THE YELLOW BOOK: A TRAVELLER’S DIARY
By Amitava Kumar
Harper Collins, Rs 699
One of the better ways to read the author, Amitava Kumar, is inside and outside trains. This is because his descriptions, and the thread of interiority that he ties them with, are best experienced between saccades of practised reflection. We come to romanticise our surroundings as paradigms of society, the crying baby arousing thoughts similar to James Baldwin’s (“The children are always ours, every single one of them, all over the globe,” from The Nation’s November, 1980 issue), we see the hapless mother in the image of Virgin Mary, or the odd labourer as a forthcoming union man. Kumar’s oeuvre enthrals readers with the miscibility of its subject matter; A Matter of Rats (2014), for instance, grows from a history of a mouse-eating people to a firm ribbing
of one’s homeland, one that is so prurient and yet so beloved.
In his latest entrée, titled The Yellow Book, he designs smooth vignettes that circulate around indicia of contemporary interests — the Covid pandemic, the grievous assault on Salman Rushdie, Kumar’s writing and London-strolling classes, encounters with intellectual life — but then spiral out in beatific splendour. The volume comprises distillations from public lectures, summarised essays, and despatches from a diary where, at one point, he eloquently jots down thoughts on rediscovering Joan Didion (an early morning text reads, in rare solemness, “Joan Didion died”).
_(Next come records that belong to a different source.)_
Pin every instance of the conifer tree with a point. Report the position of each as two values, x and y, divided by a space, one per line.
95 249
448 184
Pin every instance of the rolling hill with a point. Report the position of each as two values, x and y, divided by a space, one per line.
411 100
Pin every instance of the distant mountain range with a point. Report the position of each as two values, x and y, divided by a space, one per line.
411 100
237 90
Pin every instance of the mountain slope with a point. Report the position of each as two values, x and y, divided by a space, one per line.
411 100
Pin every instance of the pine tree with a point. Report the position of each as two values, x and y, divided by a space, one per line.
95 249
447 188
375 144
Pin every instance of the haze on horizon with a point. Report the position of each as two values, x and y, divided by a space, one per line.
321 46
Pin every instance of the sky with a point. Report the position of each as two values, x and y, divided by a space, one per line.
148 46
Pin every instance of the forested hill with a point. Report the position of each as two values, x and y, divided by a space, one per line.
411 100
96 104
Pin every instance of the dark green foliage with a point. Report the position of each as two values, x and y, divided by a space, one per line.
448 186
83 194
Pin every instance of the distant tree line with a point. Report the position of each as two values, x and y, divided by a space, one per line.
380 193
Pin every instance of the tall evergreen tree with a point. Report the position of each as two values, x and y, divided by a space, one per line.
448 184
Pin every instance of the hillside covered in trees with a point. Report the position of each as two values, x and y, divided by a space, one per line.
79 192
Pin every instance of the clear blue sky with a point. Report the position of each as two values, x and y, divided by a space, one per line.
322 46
His approach to cultural commentary, here as elsewhere, has always been unconventionally dynamic, humorous, and personal. This one has him painting original artwork in the margins, too.
As Steven Spielberg recently captured, in a scene depicting divorce in The Fabelmans (2022), creative people suffer from an incurable generative instinct. Kumar, too, is transfixed at a railway station in London as he watches an approaching train run through a man, followed by the frightening image of “red vapour”. How the sausage gets made in the writerly life is harrowing. The book deals with part of that by capturing the writing of itself (because Kumar was writing the quoted diary while he was, in pieces, writing the book that contains it) and profiles a purlieu of rejections and revisions.
Lack of structure is pervasive, a feature necessary to create meaning through contingency. Even his students, he notes in his diary, worry about this crucial ‘structure’. In Everyday I Write the Book: Notes on Style (2020), the author attempted a meta-commentary. In my reading, his thesis was whether creative writing and fiction could be fused, and through chronicling various debates on the same, he eventually unified a collected criticism of that thesis with creative writing that was his own opinion on the matter. It doesn’t so much, then, provide notes (perhaps an instruction), but a roundtable on the academic subject of style, albeit with some practicable details. Some call it, and wrongly, abstruse.
The Yellow Book is suffused with the enlightening vim of John Berger, the piercing sagacity of Peter Schjeldahl, and an abutting of time and place that few are capable of accomplishing so well. It provides a liberated scullery for a life in letters, throwing light on the odd habit of mundane events of filtering through consciousness in the garb of stuff one has involuntarily committed to memory.
Amitava Kumar succeeds in putting down in words a feeling of sustained Stendhal syndrome through the length of the work. The crucial element that makes this brand of memoir sing is that it is outward-facing, linking observations with erudition, ricocheting off authors and artistes to condense a large web of monumental paraphernalia that is someone’s mind. In its indulgent soirées, useful abstractions and hearty metonymies, The Yellow Book is a gale of fresh, classic fare.